Species of aquatic plant

Sagittaria longiloba is a North American species of flowering plant in the water plantain family known by the common name longbarb arrowhead and Gregg arrowhead.

== Description ==
Sagittaria longiloba is a perennial aquatic plant growing from a spherical tuber. The leaves are sagittate, or shaped like arrowheads with two longer, narrower, pointed lobes opposite the shorter tip. The leaf blades are borne on very long petioles. The plant is monoecious, with individuals bearing both male and female flowers. The inflorescence which rises above the surface of the water is a raceme made up of several whorls of flowers, the lowest node bearing female flowers and upper nodes bearing male flowers. The flower is up to 3 centimeters wide with three white petals. The male flowers have rings of stamens at the centers. Female flowers each have a spherical cluster of pistils which develops into a head of tiny fruits.

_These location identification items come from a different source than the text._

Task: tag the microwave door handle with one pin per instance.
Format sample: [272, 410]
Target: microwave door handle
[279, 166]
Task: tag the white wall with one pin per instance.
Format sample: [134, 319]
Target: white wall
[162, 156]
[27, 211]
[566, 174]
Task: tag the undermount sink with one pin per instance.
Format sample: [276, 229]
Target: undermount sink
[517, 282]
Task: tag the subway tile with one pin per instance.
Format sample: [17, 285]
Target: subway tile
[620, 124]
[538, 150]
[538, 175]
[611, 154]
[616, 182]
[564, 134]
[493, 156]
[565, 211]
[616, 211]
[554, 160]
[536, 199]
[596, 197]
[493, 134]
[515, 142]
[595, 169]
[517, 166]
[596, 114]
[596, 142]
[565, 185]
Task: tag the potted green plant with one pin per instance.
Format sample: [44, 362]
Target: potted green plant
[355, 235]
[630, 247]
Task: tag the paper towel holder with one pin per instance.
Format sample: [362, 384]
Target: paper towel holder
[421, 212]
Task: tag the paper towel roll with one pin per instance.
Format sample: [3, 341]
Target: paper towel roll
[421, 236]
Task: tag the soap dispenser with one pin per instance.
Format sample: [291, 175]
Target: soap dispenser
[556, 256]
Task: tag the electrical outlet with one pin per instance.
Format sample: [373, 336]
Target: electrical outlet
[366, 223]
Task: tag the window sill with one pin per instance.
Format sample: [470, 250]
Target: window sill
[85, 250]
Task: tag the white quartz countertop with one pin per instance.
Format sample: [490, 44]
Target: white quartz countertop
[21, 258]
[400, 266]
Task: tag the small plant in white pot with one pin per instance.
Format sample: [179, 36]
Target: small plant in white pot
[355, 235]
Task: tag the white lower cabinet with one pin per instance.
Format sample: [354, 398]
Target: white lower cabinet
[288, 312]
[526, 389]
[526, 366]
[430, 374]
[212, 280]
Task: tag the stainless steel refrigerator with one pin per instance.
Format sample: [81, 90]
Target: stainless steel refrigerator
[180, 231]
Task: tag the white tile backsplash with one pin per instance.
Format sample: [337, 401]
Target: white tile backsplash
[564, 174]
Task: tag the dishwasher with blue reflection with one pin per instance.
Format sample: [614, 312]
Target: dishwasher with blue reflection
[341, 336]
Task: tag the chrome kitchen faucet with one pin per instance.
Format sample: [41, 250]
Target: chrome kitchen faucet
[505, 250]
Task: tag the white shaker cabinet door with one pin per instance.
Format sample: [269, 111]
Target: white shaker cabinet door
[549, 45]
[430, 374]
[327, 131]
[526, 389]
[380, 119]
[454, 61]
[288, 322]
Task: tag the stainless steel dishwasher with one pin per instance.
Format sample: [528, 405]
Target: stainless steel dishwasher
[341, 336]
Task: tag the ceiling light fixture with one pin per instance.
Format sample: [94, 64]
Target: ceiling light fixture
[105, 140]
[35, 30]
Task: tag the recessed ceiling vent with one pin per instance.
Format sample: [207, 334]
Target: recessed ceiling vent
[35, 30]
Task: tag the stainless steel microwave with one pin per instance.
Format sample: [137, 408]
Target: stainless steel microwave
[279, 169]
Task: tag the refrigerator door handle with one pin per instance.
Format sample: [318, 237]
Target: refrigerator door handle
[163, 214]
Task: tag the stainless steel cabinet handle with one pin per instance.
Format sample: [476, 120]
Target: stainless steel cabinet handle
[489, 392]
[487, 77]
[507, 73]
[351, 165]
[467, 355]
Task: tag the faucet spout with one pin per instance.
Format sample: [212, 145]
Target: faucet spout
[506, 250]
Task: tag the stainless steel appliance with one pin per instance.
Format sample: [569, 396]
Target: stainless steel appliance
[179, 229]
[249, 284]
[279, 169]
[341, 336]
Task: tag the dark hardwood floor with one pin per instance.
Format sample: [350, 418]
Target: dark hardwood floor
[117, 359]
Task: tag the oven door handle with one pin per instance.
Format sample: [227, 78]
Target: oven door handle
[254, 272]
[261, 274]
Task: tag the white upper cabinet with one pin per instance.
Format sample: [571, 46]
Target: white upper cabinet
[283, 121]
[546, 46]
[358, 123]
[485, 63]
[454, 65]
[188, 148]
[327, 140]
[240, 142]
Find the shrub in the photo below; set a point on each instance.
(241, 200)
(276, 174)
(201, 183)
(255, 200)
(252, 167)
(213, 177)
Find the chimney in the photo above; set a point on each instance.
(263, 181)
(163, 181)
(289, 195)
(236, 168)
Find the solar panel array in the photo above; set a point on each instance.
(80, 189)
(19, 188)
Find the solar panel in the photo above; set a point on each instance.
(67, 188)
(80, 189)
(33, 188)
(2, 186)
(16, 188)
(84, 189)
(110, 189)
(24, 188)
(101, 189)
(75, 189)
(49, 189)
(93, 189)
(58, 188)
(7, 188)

== Distribution and habitat ==
It is native to the south-central and southwestern United States (Texas, New Mexico, Oklahoma, Kansas, Nebraska, Arizona and California) plus Mexico, Venezuela and Nicaragua. It is also reportedly naturalized in the western Himalayas of India and Bhutan. It grows in slow-moving, stagnant, and ephemeral water bodies such as ponds and small streams, and sometimes disturbed and cultivated habitat such as rice fields and irrigation ditches.